Some minor corrections:

*Created in : Illustrator and Photoshop

*(Most of the original lineart was made in Illustrator :mountains, rivers, clouds and parts of the forests)

*Review*
Azelor has been a cartographer here since the first years of the Guild.  His maps are known for their incredible details that give them both  depth and realism. There is no surprise in the fact that he is also one  of the best advisers and contributors regarding climates.

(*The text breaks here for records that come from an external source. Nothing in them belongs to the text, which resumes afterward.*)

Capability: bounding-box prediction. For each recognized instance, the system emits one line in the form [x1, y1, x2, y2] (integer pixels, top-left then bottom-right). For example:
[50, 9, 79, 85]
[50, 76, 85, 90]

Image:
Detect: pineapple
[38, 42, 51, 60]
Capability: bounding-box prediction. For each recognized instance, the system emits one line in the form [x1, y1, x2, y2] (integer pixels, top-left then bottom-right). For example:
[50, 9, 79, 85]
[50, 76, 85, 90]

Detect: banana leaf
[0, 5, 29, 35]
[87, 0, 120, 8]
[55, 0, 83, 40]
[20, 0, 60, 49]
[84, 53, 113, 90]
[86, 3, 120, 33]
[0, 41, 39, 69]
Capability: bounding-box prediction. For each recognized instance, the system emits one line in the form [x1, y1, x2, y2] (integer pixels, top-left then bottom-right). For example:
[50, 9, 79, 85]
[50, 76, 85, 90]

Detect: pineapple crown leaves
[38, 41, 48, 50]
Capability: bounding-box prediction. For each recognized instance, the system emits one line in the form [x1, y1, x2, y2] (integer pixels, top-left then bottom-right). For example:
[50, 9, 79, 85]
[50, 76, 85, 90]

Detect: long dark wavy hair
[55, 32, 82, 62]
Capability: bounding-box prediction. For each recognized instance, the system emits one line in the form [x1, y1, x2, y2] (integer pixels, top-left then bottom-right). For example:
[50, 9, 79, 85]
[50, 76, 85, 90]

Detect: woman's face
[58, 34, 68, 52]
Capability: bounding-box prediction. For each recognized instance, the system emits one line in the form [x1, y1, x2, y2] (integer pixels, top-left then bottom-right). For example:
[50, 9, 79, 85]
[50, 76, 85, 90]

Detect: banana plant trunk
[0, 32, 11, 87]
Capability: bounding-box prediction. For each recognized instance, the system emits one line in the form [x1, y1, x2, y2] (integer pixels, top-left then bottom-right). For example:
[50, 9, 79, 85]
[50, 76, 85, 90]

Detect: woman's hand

(I know a great deal about different topics but tectonics is not one of them)

----------


## Diamond

_Psst... he broke protocol.... correcting us?!?  Should we take his award back?_

I mean, ah, congrats Azelor!!   :Very Happy:   :Very Happy:

----------


## Tonnichiwa

Congrats Azelor!

----------


## Greg

Congrats Azelor! Much deserved with this treasure trove of a map.

----------


## Tonquani

Wow, epic map Azelor,

The little clouds really give a sense of depth, and the mountains have a lovely oriental feel (Mt Fuji springs to mind).

Congrats. Rep Given

T

----------


## DanielHasenbos

Congratulations with the reward Azelor! This one is spectacularly detailed and the style of the map is wonderful. Great work!

----------


## Naima

Very nice Map  :Smile: .

----------


## Ausharem

Your 'Kingdom in the Clouds' map is quite nice, Azelor. It's what brought me to these forums.

----------


## Shall Teclex

Intricate details composed into a harmonious whole - this map is a true gem, Azelor! Congratulations!

----------


## Tahyer

I really like how clean and tasteful it is while still feeling "fantasy style". Good job!

----------


## Vobland

zawesome clean stlye! XD

----------


## Hendrid

Congratulations, well deserved

----------


## AliceBlackBow

Simply Stunning, Azelor! I love the detail of this map.

----------